The degradation of Native diets has been deleterious to the health and culture of Native people whose traditions are rooted in agrarian foodways. “Food is really the core element of [Tohono O’odham] song, ceremony, legend,” Reader said. “All of that is really based in the food system, so as the food system declined, so too did many cultural practices.”
The mission to rebuild Native foodways drives agricultural organizations like the San Xavier Co-op Farm, where sacred Tohono O’odham practices nurture traditional crops, and the Native Seeds/SEARCH seed bank, through which Native American gardeners can access discounted indigenous seeds.
But in spite of the progress made by these and other grassroots organizations, Native voices still go unheard by the state policymakers who determine farming practices and, by extension, food policy. The Arizona Department of Agriculture governing board has yet to include a Native American, Hispanic, African American, or Asian member. Without representation, advocates say, those whose diets are most likely to be compromised by systemic inequality will continue to go without the fresh desert food once enjoyed in abundance.
For thousands of years, the oft-dry banks of the Santa Cruz River have provided fertile ground for growers like those at the Las Milpitas Community Farm. An extension of the local food bank, the 6-acre farm is nestled between the river and two trailer parks in a low-income neighborhood on the western edge of Tucson.
It is one of at least five community farms scattered across Tucson and an important source for otherwise out of reach organically grown, native food like tepary beans and yellow watermelons. But Las Milpitas isn’t just a place for harvest; it’s also a space for change. While vegetables sprout among pollinator plants and mesquite trees, gardeners convene for sustainability workshops or potlucks.
“We’re offering this to the Tucson communities for free to build skills around food cultivation and food growing … and to give them a sense of confidence and self-sufficiency,” said community coordinator Elena Ortiz.
Stewarding seeds for well-being
A group of Tucson librarians has also developed a system of distributing seeds—using the extensive reach of the public library—as a means to improve the health outcomes of residents who struggle with food access.
In 2012, the Pima County public library system began distributing heritage seed packets—once a luxury good for hobby gardeners—to anyone with a library card.
“The desire of our community members to reconnect with their food and its source was palpable,” founding librarian Justine Hernandez and her colleague Sharon Holzman-Cox explained in an email to Civil Eats.
“We are giving people ways to have more self-determination and solve problems.”
According to the state-of-food report, those without financial means benefit from diets rich in diverse plants. “Hunger and food insecurity are often exacerbated in communities where diets are chronically monotonous because many nutrient-dense foods are priced beyond their citizens’ reach,” the report reads.
Not that giving people access to more plants is a cure-all.
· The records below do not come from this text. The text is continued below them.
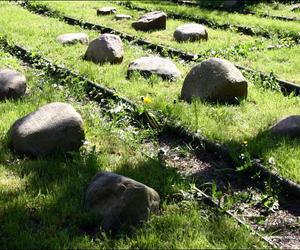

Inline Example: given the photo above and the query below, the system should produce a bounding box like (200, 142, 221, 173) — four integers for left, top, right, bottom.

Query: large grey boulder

(84, 34, 124, 64)
(174, 23, 208, 42)
(115, 14, 132, 20)
(56, 33, 89, 45)
(127, 56, 180, 81)
(270, 116, 300, 137)
(0, 69, 26, 100)
(85, 172, 160, 231)
(181, 58, 248, 103)
(9, 102, 85, 157)
(97, 7, 116, 15)
(132, 11, 167, 31)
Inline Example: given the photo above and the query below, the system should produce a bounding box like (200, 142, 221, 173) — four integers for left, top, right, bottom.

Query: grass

(246, 1, 300, 19)
(0, 2, 300, 185)
(30, 0, 300, 84)
(0, 49, 266, 249)
(129, 1, 300, 38)
(31, 0, 272, 55)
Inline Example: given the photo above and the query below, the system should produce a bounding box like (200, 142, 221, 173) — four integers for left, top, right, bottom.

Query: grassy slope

(247, 2, 300, 19)
(0, 3, 299, 184)
(33, 0, 270, 55)
(0, 50, 265, 249)
(34, 1, 300, 85)
(132, 1, 300, 37)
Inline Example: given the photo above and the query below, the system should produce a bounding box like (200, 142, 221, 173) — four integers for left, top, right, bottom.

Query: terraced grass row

(0, 49, 266, 249)
(128, 1, 300, 39)
(30, 1, 300, 85)
(31, 0, 272, 55)
(1, 2, 299, 185)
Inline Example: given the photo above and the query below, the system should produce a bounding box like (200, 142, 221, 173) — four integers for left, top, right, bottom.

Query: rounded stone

(132, 11, 167, 31)
(127, 56, 181, 81)
(97, 7, 116, 15)
(56, 33, 89, 45)
(84, 171, 160, 231)
(181, 58, 248, 103)
(174, 23, 208, 42)
(84, 34, 124, 64)
(9, 102, 85, 157)
(270, 115, 300, 137)
(115, 14, 132, 20)
(0, 69, 26, 100)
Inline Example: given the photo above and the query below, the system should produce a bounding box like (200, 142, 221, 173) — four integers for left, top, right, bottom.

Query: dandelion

(142, 96, 152, 104)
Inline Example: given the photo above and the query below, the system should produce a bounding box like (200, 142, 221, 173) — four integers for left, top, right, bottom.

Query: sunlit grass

(0, 2, 299, 184)
(0, 50, 265, 249)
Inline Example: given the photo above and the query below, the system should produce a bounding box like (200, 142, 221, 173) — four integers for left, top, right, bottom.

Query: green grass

(0, 50, 266, 249)
(0, 2, 300, 185)
(32, 0, 272, 55)
(30, 1, 300, 84)
(130, 1, 300, 38)
(246, 1, 300, 19)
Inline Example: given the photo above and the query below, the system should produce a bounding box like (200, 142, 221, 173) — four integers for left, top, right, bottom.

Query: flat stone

(127, 56, 181, 81)
(132, 11, 167, 31)
(181, 58, 248, 103)
(84, 172, 160, 231)
(56, 33, 89, 45)
(174, 23, 208, 42)
(270, 115, 300, 137)
(115, 14, 132, 20)
(9, 102, 85, 157)
(84, 34, 124, 64)
(0, 69, 26, 100)
(97, 7, 116, 15)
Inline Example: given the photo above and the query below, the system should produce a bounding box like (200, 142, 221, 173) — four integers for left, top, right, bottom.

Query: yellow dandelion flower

(143, 97, 152, 104)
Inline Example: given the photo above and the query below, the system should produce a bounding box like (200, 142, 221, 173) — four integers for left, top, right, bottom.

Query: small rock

(97, 7, 116, 15)
(9, 102, 85, 157)
(132, 11, 167, 31)
(115, 14, 132, 20)
(0, 69, 26, 100)
(84, 34, 124, 64)
(181, 58, 248, 103)
(174, 23, 208, 42)
(56, 33, 89, 45)
(84, 172, 160, 231)
(290, 4, 300, 11)
(127, 56, 181, 81)
(270, 115, 300, 137)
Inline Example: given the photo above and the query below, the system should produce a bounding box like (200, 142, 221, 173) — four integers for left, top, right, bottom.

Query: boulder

(270, 115, 300, 137)
(0, 69, 26, 100)
(132, 11, 167, 31)
(115, 14, 132, 20)
(174, 23, 208, 42)
(97, 7, 116, 15)
(84, 34, 124, 64)
(56, 33, 89, 45)
(84, 172, 160, 231)
(127, 56, 180, 81)
(9, 102, 85, 157)
(181, 58, 248, 103)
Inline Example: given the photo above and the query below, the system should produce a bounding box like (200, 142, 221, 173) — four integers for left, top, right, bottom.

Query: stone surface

(56, 33, 89, 45)
(115, 14, 132, 20)
(132, 11, 167, 31)
(9, 102, 85, 157)
(127, 56, 181, 81)
(174, 23, 208, 42)
(181, 58, 248, 103)
(97, 7, 116, 15)
(0, 69, 26, 100)
(84, 34, 124, 64)
(270, 116, 300, 137)
(85, 172, 160, 230)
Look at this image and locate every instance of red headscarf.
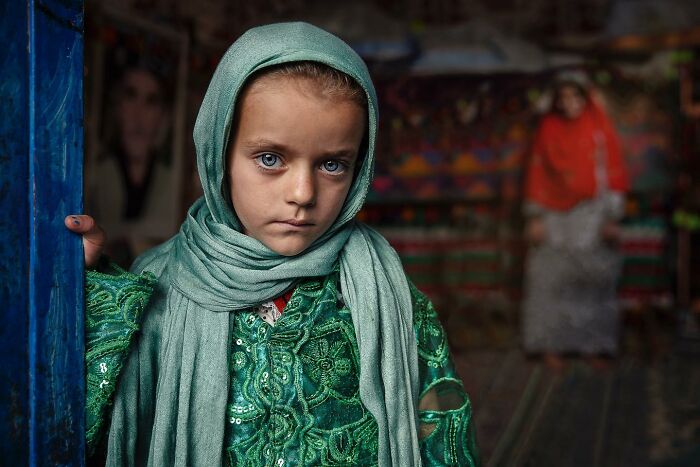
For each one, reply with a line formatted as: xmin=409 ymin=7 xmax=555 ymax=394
xmin=525 ymin=97 xmax=629 ymax=211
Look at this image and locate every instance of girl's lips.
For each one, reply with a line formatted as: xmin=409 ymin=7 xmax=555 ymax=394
xmin=278 ymin=219 xmax=313 ymax=227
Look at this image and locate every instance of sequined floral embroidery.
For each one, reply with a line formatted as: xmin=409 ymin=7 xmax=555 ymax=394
xmin=301 ymin=339 xmax=352 ymax=389
xmin=84 ymin=263 xmax=156 ymax=454
xmin=84 ymin=264 xmax=480 ymax=466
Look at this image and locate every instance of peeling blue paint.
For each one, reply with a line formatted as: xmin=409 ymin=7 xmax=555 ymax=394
xmin=0 ymin=1 xmax=31 ymax=462
xmin=1 ymin=0 xmax=85 ymax=465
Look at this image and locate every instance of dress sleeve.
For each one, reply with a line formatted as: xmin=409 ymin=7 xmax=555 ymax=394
xmin=410 ymin=282 xmax=481 ymax=466
xmin=84 ymin=261 xmax=155 ymax=455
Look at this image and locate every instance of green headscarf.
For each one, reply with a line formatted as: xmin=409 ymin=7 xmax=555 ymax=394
xmin=107 ymin=22 xmax=421 ymax=466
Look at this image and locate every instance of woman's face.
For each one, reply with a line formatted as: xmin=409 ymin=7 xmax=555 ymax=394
xmin=557 ymin=85 xmax=586 ymax=120
xmin=117 ymin=69 xmax=165 ymax=161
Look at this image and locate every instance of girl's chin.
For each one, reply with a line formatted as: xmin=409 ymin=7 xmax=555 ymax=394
xmin=261 ymin=237 xmax=314 ymax=257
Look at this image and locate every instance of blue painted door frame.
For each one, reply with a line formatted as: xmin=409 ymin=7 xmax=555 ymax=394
xmin=0 ymin=1 xmax=85 ymax=465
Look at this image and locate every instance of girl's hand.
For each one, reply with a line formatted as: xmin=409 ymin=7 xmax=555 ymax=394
xmin=64 ymin=215 xmax=106 ymax=268
xmin=525 ymin=217 xmax=546 ymax=246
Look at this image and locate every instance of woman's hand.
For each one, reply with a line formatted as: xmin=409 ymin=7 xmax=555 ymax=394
xmin=64 ymin=215 xmax=106 ymax=268
xmin=525 ymin=217 xmax=546 ymax=246
xmin=600 ymin=221 xmax=622 ymax=245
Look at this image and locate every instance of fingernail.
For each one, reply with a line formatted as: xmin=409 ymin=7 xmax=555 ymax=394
xmin=72 ymin=218 xmax=80 ymax=226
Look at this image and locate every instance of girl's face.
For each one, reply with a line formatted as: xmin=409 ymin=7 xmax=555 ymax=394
xmin=227 ymin=77 xmax=366 ymax=256
xmin=557 ymin=84 xmax=586 ymax=120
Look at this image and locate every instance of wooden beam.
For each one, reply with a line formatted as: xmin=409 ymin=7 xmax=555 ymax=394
xmin=0 ymin=0 xmax=85 ymax=465
xmin=0 ymin=1 xmax=31 ymax=461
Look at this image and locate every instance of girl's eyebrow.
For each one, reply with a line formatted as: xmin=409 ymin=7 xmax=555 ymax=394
xmin=241 ymin=138 xmax=288 ymax=152
xmin=323 ymin=149 xmax=358 ymax=161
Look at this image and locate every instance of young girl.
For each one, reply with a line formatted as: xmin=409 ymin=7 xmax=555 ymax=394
xmin=69 ymin=22 xmax=479 ymax=466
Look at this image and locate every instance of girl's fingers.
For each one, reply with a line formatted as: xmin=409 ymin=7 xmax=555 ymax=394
xmin=65 ymin=214 xmax=94 ymax=233
xmin=64 ymin=215 xmax=107 ymax=267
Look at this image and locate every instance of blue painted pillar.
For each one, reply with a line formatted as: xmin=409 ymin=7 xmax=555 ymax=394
xmin=0 ymin=0 xmax=85 ymax=465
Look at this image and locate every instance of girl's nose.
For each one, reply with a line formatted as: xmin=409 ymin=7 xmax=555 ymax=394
xmin=286 ymin=168 xmax=317 ymax=207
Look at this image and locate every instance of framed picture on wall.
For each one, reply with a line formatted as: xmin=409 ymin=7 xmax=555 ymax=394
xmin=85 ymin=4 xmax=188 ymax=266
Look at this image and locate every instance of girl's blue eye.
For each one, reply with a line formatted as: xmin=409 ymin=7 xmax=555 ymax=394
xmin=322 ymin=160 xmax=343 ymax=173
xmin=258 ymin=153 xmax=280 ymax=167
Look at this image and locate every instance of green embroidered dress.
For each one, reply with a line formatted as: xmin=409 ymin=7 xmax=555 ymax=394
xmin=85 ymin=266 xmax=480 ymax=466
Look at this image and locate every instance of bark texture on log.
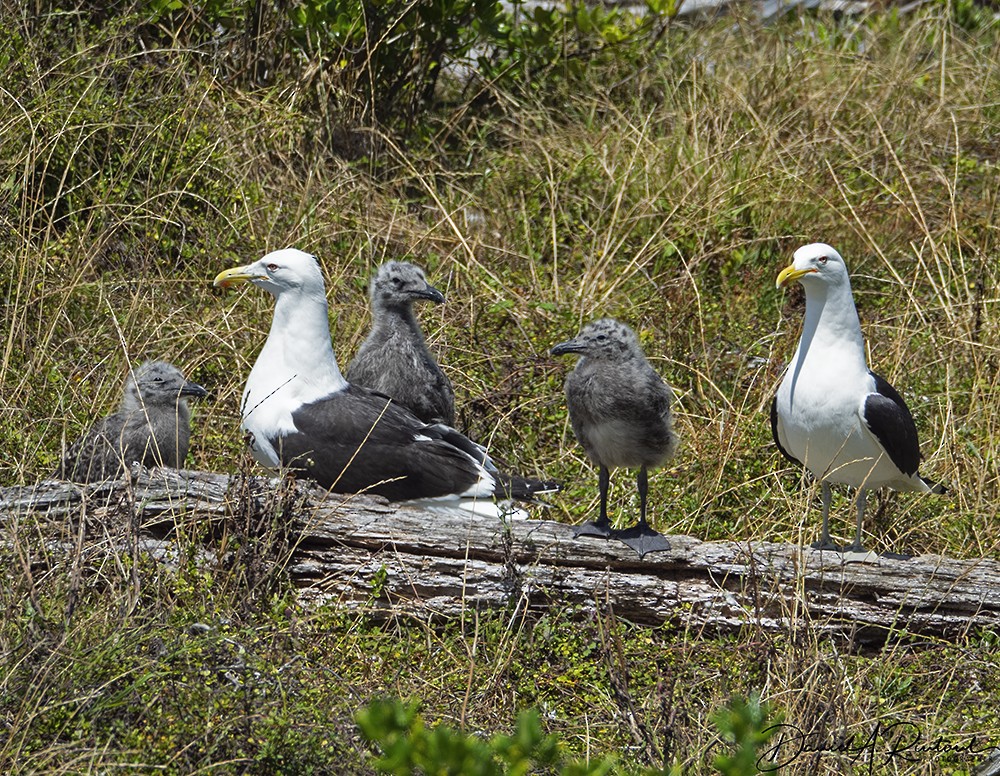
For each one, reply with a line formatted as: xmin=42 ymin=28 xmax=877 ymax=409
xmin=2 ymin=468 xmax=998 ymax=645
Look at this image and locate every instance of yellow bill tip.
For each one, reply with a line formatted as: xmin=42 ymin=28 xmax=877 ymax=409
xmin=776 ymin=264 xmax=816 ymax=289
xmin=213 ymin=265 xmax=262 ymax=288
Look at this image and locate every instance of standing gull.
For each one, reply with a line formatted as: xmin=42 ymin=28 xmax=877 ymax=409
xmin=772 ymin=242 xmax=945 ymax=554
xmin=551 ymin=318 xmax=678 ymax=557
xmin=59 ymin=360 xmax=208 ymax=483
xmin=213 ymin=248 xmax=556 ymax=506
xmin=346 ymin=261 xmax=455 ymax=426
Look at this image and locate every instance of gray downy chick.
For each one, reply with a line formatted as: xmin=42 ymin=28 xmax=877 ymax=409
xmin=59 ymin=360 xmax=208 ymax=483
xmin=551 ymin=318 xmax=678 ymax=557
xmin=346 ymin=261 xmax=456 ymax=426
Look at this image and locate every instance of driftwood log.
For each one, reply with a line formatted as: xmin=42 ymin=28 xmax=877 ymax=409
xmin=1 ymin=468 xmax=998 ymax=646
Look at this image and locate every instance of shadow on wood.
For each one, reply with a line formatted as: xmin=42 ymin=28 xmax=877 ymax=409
xmin=2 ymin=468 xmax=998 ymax=647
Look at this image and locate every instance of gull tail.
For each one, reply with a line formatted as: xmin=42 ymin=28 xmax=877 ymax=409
xmin=920 ymin=475 xmax=947 ymax=495
xmin=496 ymin=472 xmax=561 ymax=502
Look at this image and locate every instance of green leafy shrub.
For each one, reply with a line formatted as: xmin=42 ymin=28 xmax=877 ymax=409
xmin=289 ymin=0 xmax=508 ymax=126
xmin=31 ymin=0 xmax=675 ymax=129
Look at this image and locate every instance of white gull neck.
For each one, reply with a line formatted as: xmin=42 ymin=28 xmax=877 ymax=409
xmin=794 ymin=277 xmax=867 ymax=372
xmin=242 ymin=281 xmax=347 ymax=428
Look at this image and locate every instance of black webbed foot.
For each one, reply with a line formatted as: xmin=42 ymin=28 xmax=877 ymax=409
xmin=878 ymin=550 xmax=912 ymax=561
xmin=614 ymin=523 xmax=671 ymax=558
xmin=574 ymin=520 xmax=615 ymax=539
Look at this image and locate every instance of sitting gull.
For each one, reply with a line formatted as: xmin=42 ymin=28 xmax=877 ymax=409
xmin=551 ymin=318 xmax=678 ymax=557
xmin=772 ymin=243 xmax=945 ymax=554
xmin=213 ymin=248 xmax=556 ymax=507
xmin=346 ymin=261 xmax=455 ymax=426
xmin=59 ymin=360 xmax=207 ymax=483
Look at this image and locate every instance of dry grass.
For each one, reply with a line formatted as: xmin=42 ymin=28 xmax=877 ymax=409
xmin=2 ymin=3 xmax=1000 ymax=773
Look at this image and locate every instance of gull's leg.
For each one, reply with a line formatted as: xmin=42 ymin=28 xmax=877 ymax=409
xmin=575 ymin=465 xmax=614 ymax=539
xmin=844 ymin=488 xmax=869 ymax=553
xmin=615 ymin=465 xmax=671 ymax=558
xmin=638 ymin=464 xmax=649 ymax=527
xmin=811 ymin=482 xmax=840 ymax=551
xmin=599 ymin=464 xmax=611 ymax=529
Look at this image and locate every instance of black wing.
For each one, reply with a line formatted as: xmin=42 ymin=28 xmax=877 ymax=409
xmin=278 ymin=385 xmax=484 ymax=501
xmin=863 ymin=372 xmax=921 ymax=477
xmin=770 ymin=396 xmax=802 ymax=466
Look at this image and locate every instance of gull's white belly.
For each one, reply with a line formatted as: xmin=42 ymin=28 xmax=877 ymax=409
xmin=782 ymin=416 xmax=897 ymax=487
xmin=778 ymin=368 xmax=903 ymax=488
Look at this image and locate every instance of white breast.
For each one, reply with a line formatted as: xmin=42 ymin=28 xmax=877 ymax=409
xmin=777 ymin=362 xmax=903 ymax=488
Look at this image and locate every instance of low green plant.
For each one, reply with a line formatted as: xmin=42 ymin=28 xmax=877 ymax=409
xmin=356 ymin=698 xmax=617 ymax=775
xmin=358 ymin=695 xmax=791 ymax=774
xmin=711 ymin=692 xmax=784 ymax=776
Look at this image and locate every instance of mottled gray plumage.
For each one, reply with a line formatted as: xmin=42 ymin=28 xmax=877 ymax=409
xmin=346 ymin=261 xmax=455 ymax=426
xmin=552 ymin=318 xmax=678 ymax=557
xmin=59 ymin=361 xmax=207 ymax=483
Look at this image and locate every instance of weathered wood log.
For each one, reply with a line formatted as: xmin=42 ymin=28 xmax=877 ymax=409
xmin=2 ymin=468 xmax=998 ymax=645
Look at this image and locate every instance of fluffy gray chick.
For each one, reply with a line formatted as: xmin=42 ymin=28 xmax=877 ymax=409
xmin=346 ymin=261 xmax=455 ymax=426
xmin=552 ymin=318 xmax=678 ymax=557
xmin=59 ymin=360 xmax=207 ymax=482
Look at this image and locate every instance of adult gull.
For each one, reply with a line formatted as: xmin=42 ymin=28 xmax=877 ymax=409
xmin=772 ymin=242 xmax=945 ymax=554
xmin=213 ymin=248 xmax=556 ymax=508
xmin=346 ymin=261 xmax=455 ymax=426
xmin=552 ymin=318 xmax=678 ymax=557
xmin=59 ymin=360 xmax=207 ymax=483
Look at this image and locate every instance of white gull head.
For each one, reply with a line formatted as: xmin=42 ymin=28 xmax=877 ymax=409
xmin=214 ymin=248 xmax=347 ymax=466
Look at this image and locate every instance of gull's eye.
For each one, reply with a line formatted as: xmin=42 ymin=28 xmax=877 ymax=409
xmin=391 ymin=276 xmax=404 ymax=288
xmin=818 ymin=256 xmax=828 ymax=265
xmin=267 ymin=263 xmax=279 ymax=271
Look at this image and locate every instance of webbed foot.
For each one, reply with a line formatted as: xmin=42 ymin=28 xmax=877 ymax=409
xmin=614 ymin=523 xmax=672 ymax=558
xmin=574 ymin=520 xmax=615 ymax=539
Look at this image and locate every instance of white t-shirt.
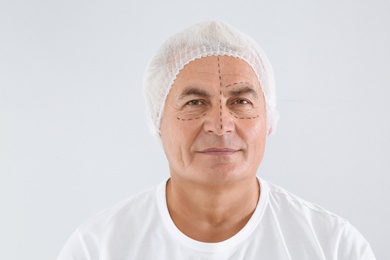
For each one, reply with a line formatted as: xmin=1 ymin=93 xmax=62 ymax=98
xmin=58 ymin=178 xmax=376 ymax=259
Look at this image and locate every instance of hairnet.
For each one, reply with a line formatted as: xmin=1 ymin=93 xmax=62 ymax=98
xmin=143 ymin=20 xmax=279 ymax=139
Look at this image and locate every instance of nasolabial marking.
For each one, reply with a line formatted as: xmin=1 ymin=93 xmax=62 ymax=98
xmin=176 ymin=113 xmax=207 ymax=121
xmin=229 ymin=112 xmax=259 ymax=119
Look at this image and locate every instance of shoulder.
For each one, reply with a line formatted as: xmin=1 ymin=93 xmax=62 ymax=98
xmin=263 ymin=179 xmax=346 ymax=224
xmin=57 ymin=183 xmax=163 ymax=259
xmin=260 ymin=179 xmax=347 ymax=242
xmin=260 ymin=179 xmax=376 ymax=259
xmin=66 ymin=183 xmax=161 ymax=243
xmin=78 ymin=184 xmax=159 ymax=233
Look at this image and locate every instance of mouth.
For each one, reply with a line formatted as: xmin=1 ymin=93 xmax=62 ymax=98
xmin=198 ymin=148 xmax=240 ymax=155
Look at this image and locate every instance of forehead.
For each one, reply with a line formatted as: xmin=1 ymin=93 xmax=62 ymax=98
xmin=174 ymin=56 xmax=258 ymax=84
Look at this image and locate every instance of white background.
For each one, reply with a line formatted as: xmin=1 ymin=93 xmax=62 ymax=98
xmin=1 ymin=0 xmax=389 ymax=259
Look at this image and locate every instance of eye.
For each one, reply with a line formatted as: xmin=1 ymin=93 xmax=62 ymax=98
xmin=186 ymin=100 xmax=204 ymax=106
xmin=232 ymin=99 xmax=251 ymax=105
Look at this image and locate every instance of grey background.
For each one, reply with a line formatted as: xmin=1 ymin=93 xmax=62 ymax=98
xmin=1 ymin=0 xmax=389 ymax=259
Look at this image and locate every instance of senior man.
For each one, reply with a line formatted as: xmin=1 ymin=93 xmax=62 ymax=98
xmin=58 ymin=20 xmax=375 ymax=259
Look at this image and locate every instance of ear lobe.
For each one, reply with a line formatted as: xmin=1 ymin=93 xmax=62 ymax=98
xmin=267 ymin=127 xmax=273 ymax=137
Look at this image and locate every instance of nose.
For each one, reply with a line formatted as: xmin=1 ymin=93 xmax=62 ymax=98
xmin=203 ymin=103 xmax=235 ymax=135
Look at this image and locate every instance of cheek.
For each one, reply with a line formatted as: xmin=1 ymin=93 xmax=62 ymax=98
xmin=239 ymin=113 xmax=266 ymax=132
xmin=160 ymin=117 xmax=177 ymax=151
xmin=162 ymin=116 xmax=200 ymax=148
xmin=237 ymin=116 xmax=267 ymax=148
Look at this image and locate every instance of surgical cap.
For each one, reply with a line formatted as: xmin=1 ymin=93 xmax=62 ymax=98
xmin=143 ymin=20 xmax=279 ymax=139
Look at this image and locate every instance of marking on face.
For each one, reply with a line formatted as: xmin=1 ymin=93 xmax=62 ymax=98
xmin=225 ymin=81 xmax=247 ymax=88
xmin=229 ymin=112 xmax=260 ymax=119
xmin=225 ymin=81 xmax=260 ymax=120
xmin=175 ymin=60 xmax=259 ymax=123
xmin=217 ymin=57 xmax=223 ymax=130
xmin=176 ymin=113 xmax=207 ymax=121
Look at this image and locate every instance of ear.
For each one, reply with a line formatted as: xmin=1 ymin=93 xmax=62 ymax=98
xmin=267 ymin=126 xmax=273 ymax=137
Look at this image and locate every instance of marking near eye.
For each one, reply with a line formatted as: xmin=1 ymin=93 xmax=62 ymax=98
xmin=229 ymin=112 xmax=259 ymax=120
xmin=176 ymin=113 xmax=207 ymax=121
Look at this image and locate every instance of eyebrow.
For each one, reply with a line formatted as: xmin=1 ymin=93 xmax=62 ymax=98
xmin=178 ymin=87 xmax=211 ymax=101
xmin=228 ymin=85 xmax=259 ymax=99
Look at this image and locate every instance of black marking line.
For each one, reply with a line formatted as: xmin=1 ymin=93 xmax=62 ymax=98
xmin=225 ymin=81 xmax=249 ymax=88
xmin=218 ymin=57 xmax=223 ymax=130
xmin=229 ymin=112 xmax=259 ymax=119
xmin=176 ymin=113 xmax=207 ymax=121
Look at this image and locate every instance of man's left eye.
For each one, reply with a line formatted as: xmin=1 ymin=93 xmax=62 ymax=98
xmin=233 ymin=99 xmax=250 ymax=105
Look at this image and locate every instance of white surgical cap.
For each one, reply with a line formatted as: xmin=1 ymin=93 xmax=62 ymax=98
xmin=143 ymin=20 xmax=279 ymax=139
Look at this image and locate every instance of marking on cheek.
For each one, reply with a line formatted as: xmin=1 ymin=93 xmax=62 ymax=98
xmin=229 ymin=112 xmax=260 ymax=120
xmin=176 ymin=113 xmax=207 ymax=121
xmin=217 ymin=57 xmax=223 ymax=130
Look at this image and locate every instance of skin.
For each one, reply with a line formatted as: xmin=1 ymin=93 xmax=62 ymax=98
xmin=159 ymin=56 xmax=268 ymax=242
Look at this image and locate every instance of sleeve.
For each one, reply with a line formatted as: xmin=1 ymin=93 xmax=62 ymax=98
xmin=57 ymin=229 xmax=100 ymax=260
xmin=335 ymin=221 xmax=376 ymax=260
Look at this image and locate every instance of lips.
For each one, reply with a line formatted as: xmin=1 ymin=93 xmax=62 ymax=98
xmin=198 ymin=148 xmax=239 ymax=155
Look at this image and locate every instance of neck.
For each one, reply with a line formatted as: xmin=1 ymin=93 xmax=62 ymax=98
xmin=166 ymin=175 xmax=260 ymax=242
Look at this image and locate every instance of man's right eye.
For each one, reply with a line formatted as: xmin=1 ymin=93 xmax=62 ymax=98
xmin=186 ymin=100 xmax=203 ymax=106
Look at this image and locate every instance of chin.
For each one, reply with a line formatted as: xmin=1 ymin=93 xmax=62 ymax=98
xmin=194 ymin=164 xmax=253 ymax=183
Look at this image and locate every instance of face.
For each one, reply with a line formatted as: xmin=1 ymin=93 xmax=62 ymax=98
xmin=160 ymin=56 xmax=267 ymax=186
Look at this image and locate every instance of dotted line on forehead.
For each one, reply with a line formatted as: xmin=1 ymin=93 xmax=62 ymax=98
xmin=218 ymin=57 xmax=223 ymax=130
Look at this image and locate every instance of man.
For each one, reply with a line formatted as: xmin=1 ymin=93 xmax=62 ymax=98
xmin=58 ymin=20 xmax=375 ymax=259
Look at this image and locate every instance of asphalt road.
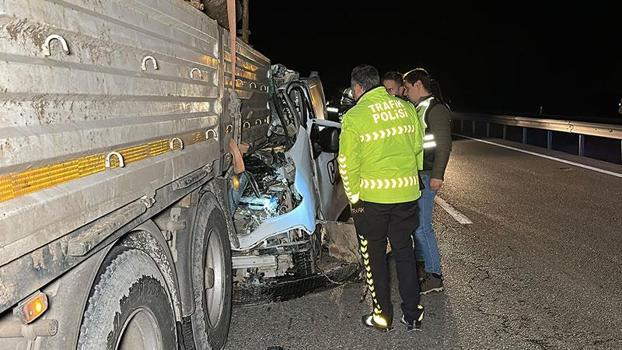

“We don’t want to give the impression that simply by making more seeds available to people that we can solve the root cause of poverty,” Nabhan said. “But … given that reducing poverty and food insecurity is such a complex and long-term project, we are giving people ways to have more self-determination and solve problems rather than just relying on Band-Aid approaches.”
Seed packet circulation in the county nearly quadrupled in the five years since librarians began offering the seeds.
Now, the Pima County seed library is one of the largest in the world, serving more than 1 million residents through an interlibrary seed loan system operating across all 26 branches.
Moving forward, one (food)way or another
Making space for local, affordable, and culturally appropriate food is not an easy undertaking, even in an UNESCO City of Gastronomy. Those working to reframe Tucson’s food system are doing so on their own terms and with varying degrees of support.
Most grassroots groups go without the kinds of resources that are available to larger institutions like the food bank or the public library. Without space for more community gardens or capital for projects like restaurants that offer meals prepared with traditional food, advocates are waging an uphill battle. But the community remains as resilient as the plants that blossom on the banks of the Santa Cruz River.
“It reminds me that innovation always begins on the margins [and] the necessity-is-the-mother-of-invention thing is absolutely true here,” said Nabhan.